A couple thoughts about this:
- You shouldn’t need anything other than NHGIS time series tables if (a) your application allows you to use 2010 ZCTA definitions only, and (b) you only need basic data on race and housing, which are covered in NHGIS standardized time series. At this time, we haven’t yet produced standardized time series for other ZCTA definitions (e.g., 2020 ZCTAs) nor do we have any standardized data from “long-form” sources (e.g., income, education, employment status, etc.). If you need data for other ZCTA definitions or for characteristics that are covered only in long-form sources, then you may need to get block group data and standardize it yourself. NHGIS geographic crosswalks can help with that, but those don’t yet directly support allocation from block groups to ZCTAs.
- I’d also recommend that you consider (if you haven’t yet) using different units of analysis, such as block groups or census tracts, rather than ZCTAs. First, ZIP Codes pose a variety of challenges for spatial analysis. Second, if you do want to analyze any long-form characteristics, NHGIS crosswalks make it relatively easy to generate good standardized estimates for 2010 block groups or census tracts. That said, there are still cases where ZCTAs are the best option… I just think it’s good to be aware of the complications and alternatives.

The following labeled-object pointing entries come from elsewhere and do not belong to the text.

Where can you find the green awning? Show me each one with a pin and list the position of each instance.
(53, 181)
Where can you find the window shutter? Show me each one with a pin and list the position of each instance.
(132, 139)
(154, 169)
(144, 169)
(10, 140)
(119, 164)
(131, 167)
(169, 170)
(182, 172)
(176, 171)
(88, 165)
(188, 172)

@JonathanSchroeder, thank you for this insight (and for all your insight on this forum!)! You confirmed my suspicions - which is great, and saves me a great deal of slogging through GIS applications for my own allocations. I knew this was the case for standard census geographies, but as you pointed out, Zip/ZCTA geographies are a unique geography so I wanted to be sure the time series process applied here as well. I am hoping to be able to stick with basic census data on race and housing, but may dive into my own allocations if I determine other housing data is necessary.
On the point of using another geography, you are right, and I wish I could!. Zip data presents a few sticky issues both technical and theoretical. But, other data for this particular project demands the Zip/ZCTA geography, so for now I will go with option. Real estate data - at least nationally - is rarely identified by census geographies smaller than the county unless you are working with transaction level parcel data (which is horrendously expensive for a graduate student…). Thus far, I only anticipate needing the 2010 ZCTA geography so additional cross-walking shouldn’t be necessary at this time, but the crosswalk are a great resource that I will keep in mind.
Also, my hunch is that Zips, while arbitrary in their creation, do take on some social particularities and patterning over time, especially regarding real estate markets and the valuation of certain spaces over others. Hopefully this project can make some sense of of that…
Again, thanks for the time you put into this. What a great resource and community!